Im just wondering what fish I can house with my comet goldfish. I recently purchased a few to test out my aquarium and I fell in love, so I dont plan on getting rid of them, but I would like to add a few other fish in with them. Any suggestions on what kind of fish I could purchase? I have a 100g.
Thanks


----------



## Ghost Knife (Mar 12, 2008)

Alba said:


> Im just wondering what fish I can house with my comet goldfish. I recently purchased a few to test out my aquarium and I fell in love, so I dont plan on getting rid of them, but I would like to add a few other fish in with them. Any suggestions on what kind of fish I could purchase? I have a 100g.
> Thanks


Any type of goldfish including fancies would work. Comets and Koi will eventually outgrow that 100 gallon tank, but it will take several months to a couple years. I personally like Black Moors, Red Cap Orandas, and Calico Butterflies. You can also keep Golden Dojo Loaches, Kuhli Loaches, or Weather Loaches in a cold water tank. Just to warn you, you'll be doing a lot of water changes and gravel vacuuming because they are extremely messy fish.


----------



## Alba (Oct 13, 2009)

Okay, thanks! And I have an outdoor pond for when they do get that big. I think Ill get some black moors, orandas, and/or some pearlscales. The little comets arent even an inch long yet.


----------



## Ghost Knife (Mar 12, 2008)

Alba said:


> Okay, thanks! And I have an outdoor pond for when they do get that big. I think Ill get some black moors, orandas, and/or some pearlscales. The little comets arent even an inch long yet.
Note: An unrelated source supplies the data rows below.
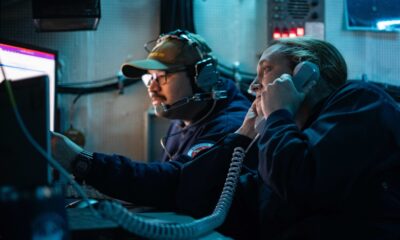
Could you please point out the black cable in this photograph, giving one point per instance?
(101, 88)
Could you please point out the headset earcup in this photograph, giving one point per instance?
(206, 75)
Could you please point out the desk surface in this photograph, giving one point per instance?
(84, 225)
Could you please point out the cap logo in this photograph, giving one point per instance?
(157, 54)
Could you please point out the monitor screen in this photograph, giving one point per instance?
(21, 163)
(372, 15)
(20, 61)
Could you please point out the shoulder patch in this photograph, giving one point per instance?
(195, 149)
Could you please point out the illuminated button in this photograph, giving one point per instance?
(300, 31)
(292, 33)
(276, 34)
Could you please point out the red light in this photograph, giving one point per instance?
(292, 33)
(285, 33)
(300, 31)
(276, 34)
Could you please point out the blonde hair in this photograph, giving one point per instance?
(330, 61)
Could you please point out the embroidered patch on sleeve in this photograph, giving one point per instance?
(194, 150)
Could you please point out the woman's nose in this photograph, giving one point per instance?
(254, 87)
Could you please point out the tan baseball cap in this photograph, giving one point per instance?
(171, 53)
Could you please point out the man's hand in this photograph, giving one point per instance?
(281, 94)
(64, 150)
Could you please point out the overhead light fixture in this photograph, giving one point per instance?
(65, 15)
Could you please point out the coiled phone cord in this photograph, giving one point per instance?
(157, 230)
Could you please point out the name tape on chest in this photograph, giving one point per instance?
(194, 150)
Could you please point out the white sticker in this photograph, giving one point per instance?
(193, 151)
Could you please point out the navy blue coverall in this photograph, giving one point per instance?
(154, 184)
(337, 178)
Sounds good if you have a pond ready to go for any Comets or Commons. I also like the Bubble Eye Goldfish, but just make sure there are not sharp decorations to pop their bubble sacks on. Comets will take about 2 years before they get close to a foot long so you have some time with them. Most of the fancies (excluding Koi) will generally max out around 8-12" from head to tail.


----------